O restabelecimento da paz por
Autusto parecia tornar possível a conjunção dos esforços políticos e culturais.
A proteção que Mecenas deu às letras é uma tentativa de conseguir
artificialmente a unidade das realidades material e espiritual, própria dos
gregos. O Estado romano esperava os seus Homeros e Píndaros. A literatura
latina, porém, por força das suas origens, é individualista e elegíaca. A
dois grandes poetas menores, Horácio e Virgílio, coube a tarefa de realizar uma
poesia maior. A consequência foi o artifício sublime: o classicismo”.
***
Quanto
a Horácio, diz CARPEAUX:
“Horácio é, talvez, o maior entre os
poetas menores: sensível sem sentimentalismo, alegre sem excesso,
espirituoso sem prosaísmo. Para falar em termos da filosofia antiga, é um eclético,
como Cícero e quase todos os romanos: dado ao gozo epicureu da vida, é capaz de
atitudes estoicas. Verifica-se certa ambiguidade em Horácio, e esta, aliada ao domínio
perfeito e até virtuoso da língua e de todos os metros da poesia grega, criou um
poeta autêntico. [...] Não é o maior, mas o mais completo dos poetas
romanos. Os quatro livros de Odes constituem a coleção mais variada
de poesias.
[...] Horácio é um anacreôntico, um
epicureu ligeiro, um irônico polido e elegante. O grande moralismo político não
é o seu lado mais forte. É menos poeta do que artista, virtuoso admirável da
construção de poemas, da eurritmia do verso, dos metros complicados. Não é
gênio titânico. É um poeta culto, ligeiramente epígono, ligeiramente romântico.

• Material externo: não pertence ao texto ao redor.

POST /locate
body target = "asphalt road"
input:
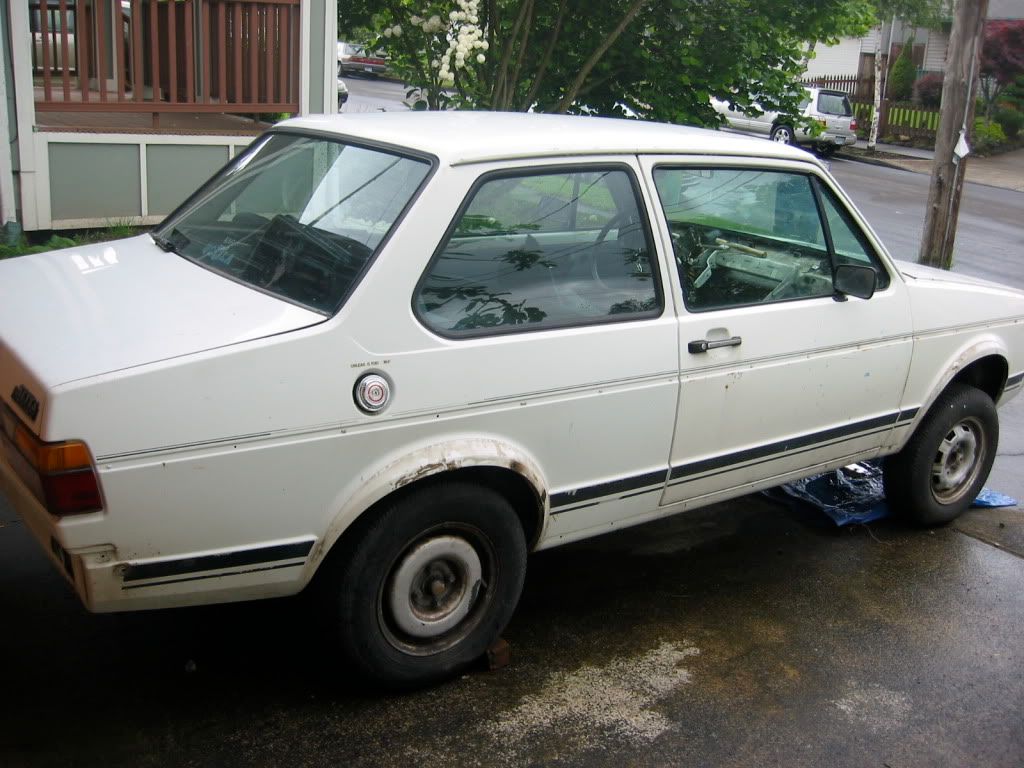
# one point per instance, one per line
(747, 634)
(374, 94)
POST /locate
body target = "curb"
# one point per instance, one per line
(877, 161)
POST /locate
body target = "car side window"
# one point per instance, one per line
(744, 237)
(543, 249)
(849, 242)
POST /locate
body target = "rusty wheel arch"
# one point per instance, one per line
(987, 374)
(528, 503)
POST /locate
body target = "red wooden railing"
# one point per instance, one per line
(166, 55)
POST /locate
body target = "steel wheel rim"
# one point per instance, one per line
(421, 616)
(957, 462)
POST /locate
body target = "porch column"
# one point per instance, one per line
(25, 110)
(8, 206)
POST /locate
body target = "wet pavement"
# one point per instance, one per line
(749, 633)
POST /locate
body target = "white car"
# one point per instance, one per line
(396, 352)
(829, 110)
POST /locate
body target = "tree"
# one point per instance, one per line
(1001, 59)
(902, 76)
(958, 100)
(928, 13)
(660, 59)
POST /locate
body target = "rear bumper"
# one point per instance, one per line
(107, 584)
(44, 529)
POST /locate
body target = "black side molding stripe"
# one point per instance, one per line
(776, 457)
(782, 446)
(573, 508)
(209, 576)
(567, 501)
(215, 562)
(566, 498)
(907, 415)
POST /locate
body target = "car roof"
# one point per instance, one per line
(463, 137)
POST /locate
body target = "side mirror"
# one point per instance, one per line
(854, 280)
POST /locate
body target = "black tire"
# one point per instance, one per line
(783, 134)
(407, 573)
(943, 467)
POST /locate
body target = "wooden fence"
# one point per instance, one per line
(156, 56)
(898, 119)
(845, 83)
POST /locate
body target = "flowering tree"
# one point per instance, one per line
(660, 59)
(1001, 59)
(436, 50)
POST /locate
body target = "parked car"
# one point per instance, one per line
(389, 354)
(355, 59)
(342, 93)
(829, 110)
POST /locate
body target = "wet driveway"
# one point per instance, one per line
(744, 634)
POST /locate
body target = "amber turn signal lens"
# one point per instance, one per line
(52, 457)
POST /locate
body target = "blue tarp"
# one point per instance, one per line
(855, 494)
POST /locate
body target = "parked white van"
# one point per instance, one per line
(829, 110)
(390, 354)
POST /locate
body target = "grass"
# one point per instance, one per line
(41, 242)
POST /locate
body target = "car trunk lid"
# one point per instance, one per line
(75, 313)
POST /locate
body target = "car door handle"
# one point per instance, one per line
(702, 345)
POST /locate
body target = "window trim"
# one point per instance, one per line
(816, 183)
(403, 152)
(545, 170)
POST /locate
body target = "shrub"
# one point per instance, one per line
(901, 77)
(928, 90)
(1010, 120)
(1013, 94)
(986, 135)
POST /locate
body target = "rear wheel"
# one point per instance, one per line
(945, 464)
(783, 134)
(421, 590)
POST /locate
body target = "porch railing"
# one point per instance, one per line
(239, 56)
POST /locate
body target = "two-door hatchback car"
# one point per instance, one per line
(387, 355)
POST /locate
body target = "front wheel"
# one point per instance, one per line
(943, 467)
(420, 591)
(783, 134)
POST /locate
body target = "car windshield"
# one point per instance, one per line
(835, 103)
(296, 216)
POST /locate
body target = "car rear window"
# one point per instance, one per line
(835, 103)
(296, 216)
(543, 249)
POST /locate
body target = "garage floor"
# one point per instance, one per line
(748, 634)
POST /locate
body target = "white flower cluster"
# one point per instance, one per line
(465, 41)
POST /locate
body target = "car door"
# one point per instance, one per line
(545, 307)
(778, 376)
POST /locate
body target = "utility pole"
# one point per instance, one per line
(942, 211)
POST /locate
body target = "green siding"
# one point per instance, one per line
(174, 171)
(94, 181)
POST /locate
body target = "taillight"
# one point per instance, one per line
(60, 474)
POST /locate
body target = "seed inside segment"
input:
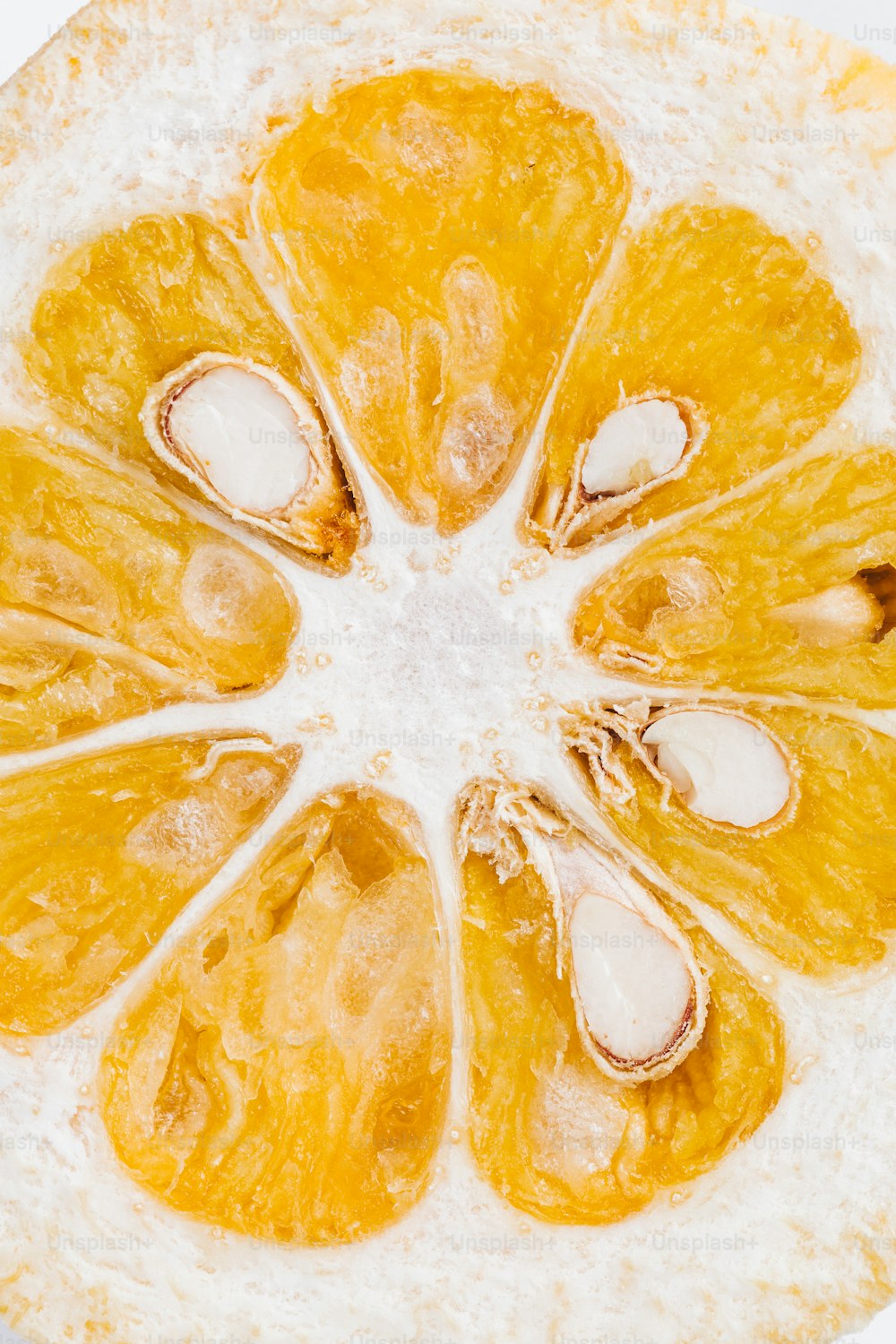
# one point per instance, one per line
(724, 766)
(241, 430)
(633, 446)
(633, 983)
(857, 612)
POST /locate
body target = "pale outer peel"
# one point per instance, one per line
(724, 766)
(241, 433)
(634, 445)
(790, 1236)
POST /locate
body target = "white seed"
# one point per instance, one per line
(847, 613)
(724, 766)
(633, 446)
(633, 983)
(239, 429)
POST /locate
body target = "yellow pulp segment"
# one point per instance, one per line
(287, 1074)
(113, 599)
(702, 602)
(552, 1133)
(815, 886)
(124, 312)
(438, 236)
(711, 309)
(99, 855)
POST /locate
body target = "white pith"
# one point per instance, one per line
(463, 1265)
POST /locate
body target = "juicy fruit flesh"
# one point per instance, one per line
(287, 1074)
(697, 607)
(105, 597)
(230, 417)
(817, 887)
(438, 236)
(552, 1134)
(126, 311)
(153, 822)
(761, 375)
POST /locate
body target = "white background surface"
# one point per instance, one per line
(26, 26)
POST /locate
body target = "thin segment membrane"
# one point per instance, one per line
(712, 601)
(815, 886)
(438, 234)
(552, 1133)
(126, 311)
(711, 311)
(287, 1074)
(101, 854)
(115, 601)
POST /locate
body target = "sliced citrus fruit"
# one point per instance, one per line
(158, 339)
(99, 854)
(715, 351)
(112, 599)
(743, 806)
(806, 607)
(552, 1133)
(437, 1058)
(438, 234)
(287, 1074)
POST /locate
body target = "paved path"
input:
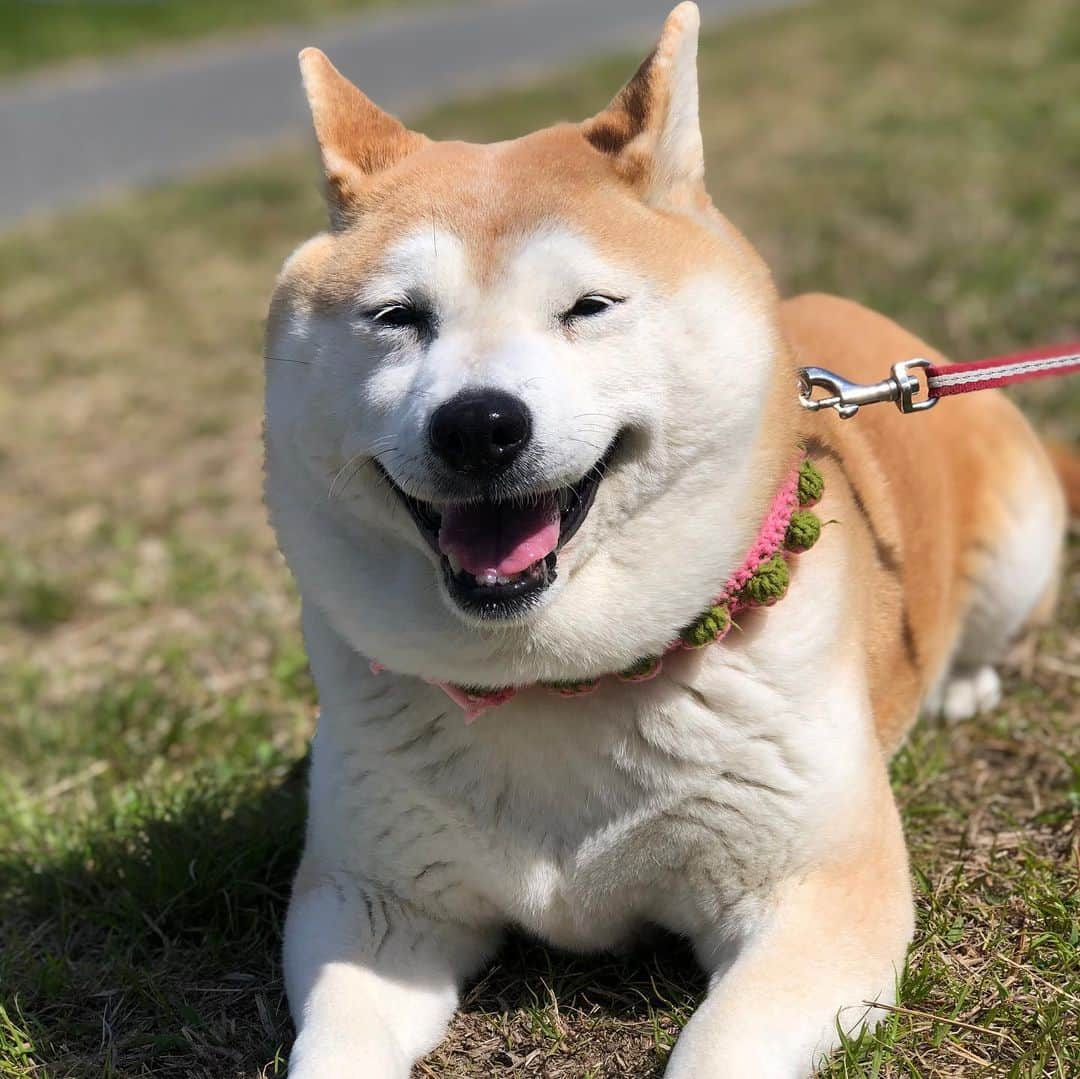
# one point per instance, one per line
(65, 138)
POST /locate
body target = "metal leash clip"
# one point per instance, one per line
(848, 398)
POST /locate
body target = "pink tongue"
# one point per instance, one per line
(505, 539)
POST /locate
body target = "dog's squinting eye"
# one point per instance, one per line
(401, 317)
(589, 306)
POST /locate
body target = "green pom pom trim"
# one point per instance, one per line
(768, 584)
(811, 484)
(642, 670)
(709, 626)
(572, 688)
(802, 530)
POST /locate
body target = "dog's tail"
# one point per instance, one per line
(1066, 460)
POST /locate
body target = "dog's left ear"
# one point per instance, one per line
(356, 138)
(651, 130)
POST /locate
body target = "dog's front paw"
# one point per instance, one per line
(964, 696)
(329, 1057)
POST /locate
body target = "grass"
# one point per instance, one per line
(38, 32)
(154, 702)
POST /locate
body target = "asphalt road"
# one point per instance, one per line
(70, 137)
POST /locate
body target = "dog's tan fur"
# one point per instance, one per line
(742, 798)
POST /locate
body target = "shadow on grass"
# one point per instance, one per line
(150, 944)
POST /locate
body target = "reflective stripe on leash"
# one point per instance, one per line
(904, 389)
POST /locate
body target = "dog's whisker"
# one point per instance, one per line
(302, 363)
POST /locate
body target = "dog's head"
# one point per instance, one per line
(518, 395)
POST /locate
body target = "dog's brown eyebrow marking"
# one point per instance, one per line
(886, 553)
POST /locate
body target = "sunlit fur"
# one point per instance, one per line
(740, 799)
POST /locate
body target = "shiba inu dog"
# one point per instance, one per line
(529, 405)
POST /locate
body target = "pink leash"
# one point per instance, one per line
(942, 380)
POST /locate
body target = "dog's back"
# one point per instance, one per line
(961, 513)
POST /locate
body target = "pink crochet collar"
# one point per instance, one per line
(788, 528)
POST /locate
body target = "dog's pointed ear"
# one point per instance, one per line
(356, 138)
(651, 130)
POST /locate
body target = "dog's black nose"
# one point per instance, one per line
(480, 432)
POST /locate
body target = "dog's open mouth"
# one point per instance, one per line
(498, 555)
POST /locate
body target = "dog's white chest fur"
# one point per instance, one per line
(678, 803)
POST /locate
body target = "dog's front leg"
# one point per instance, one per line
(372, 982)
(834, 938)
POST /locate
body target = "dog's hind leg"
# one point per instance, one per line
(1012, 568)
(372, 983)
(832, 940)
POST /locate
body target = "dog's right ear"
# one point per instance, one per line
(355, 137)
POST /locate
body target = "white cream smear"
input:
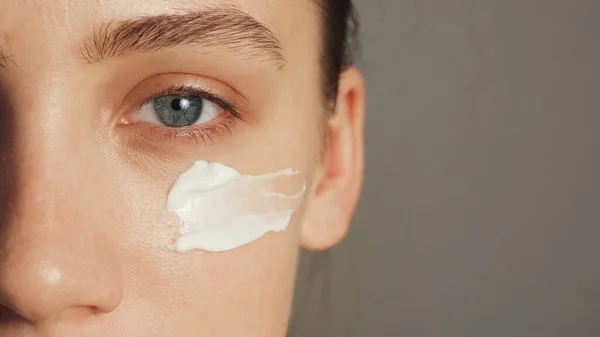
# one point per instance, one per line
(221, 209)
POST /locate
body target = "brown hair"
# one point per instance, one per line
(340, 29)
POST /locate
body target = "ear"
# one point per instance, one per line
(337, 186)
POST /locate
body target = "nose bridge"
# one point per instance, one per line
(53, 255)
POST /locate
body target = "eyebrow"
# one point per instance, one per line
(213, 27)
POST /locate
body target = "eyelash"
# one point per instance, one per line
(204, 133)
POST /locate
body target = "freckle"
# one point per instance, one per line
(51, 274)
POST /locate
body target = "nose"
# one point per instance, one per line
(57, 261)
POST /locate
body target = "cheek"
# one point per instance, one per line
(246, 291)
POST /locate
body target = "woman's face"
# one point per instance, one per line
(90, 147)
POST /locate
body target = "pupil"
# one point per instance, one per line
(176, 104)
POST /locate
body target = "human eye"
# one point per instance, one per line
(187, 111)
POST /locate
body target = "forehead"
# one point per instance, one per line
(52, 25)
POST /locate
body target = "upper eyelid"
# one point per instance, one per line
(188, 90)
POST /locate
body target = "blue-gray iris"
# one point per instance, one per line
(178, 110)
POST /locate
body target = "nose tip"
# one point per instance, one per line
(41, 290)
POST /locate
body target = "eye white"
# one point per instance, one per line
(147, 113)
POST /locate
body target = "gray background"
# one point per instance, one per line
(480, 214)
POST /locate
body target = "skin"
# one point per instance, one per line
(84, 226)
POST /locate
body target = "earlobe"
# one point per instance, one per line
(339, 181)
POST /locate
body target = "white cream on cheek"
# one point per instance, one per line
(221, 210)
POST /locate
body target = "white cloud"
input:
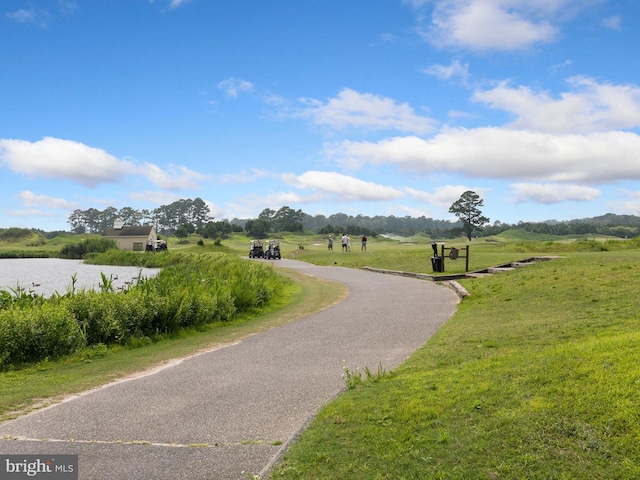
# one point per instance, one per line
(232, 87)
(553, 193)
(493, 24)
(177, 178)
(351, 109)
(341, 187)
(30, 199)
(35, 17)
(89, 166)
(591, 106)
(504, 154)
(32, 212)
(57, 158)
(613, 22)
(444, 72)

E não só culto, mas que sabe viver, e que se retira, em tempos de guerra
civil e perturbação social, para a vila no campo e para a poesia. Estaremos em
presença de um evasionista? Não. Ele é antes um grande egoísta. São apenas os
seus prazeres e as suas melancolias que o preocupam. Nas tempestades do mundo lá
fora, Horácio conserva a cabeça e o bom senso: o que importa é o homem, o indivíduo.
Não é romano típico, mas é poeta romano típico.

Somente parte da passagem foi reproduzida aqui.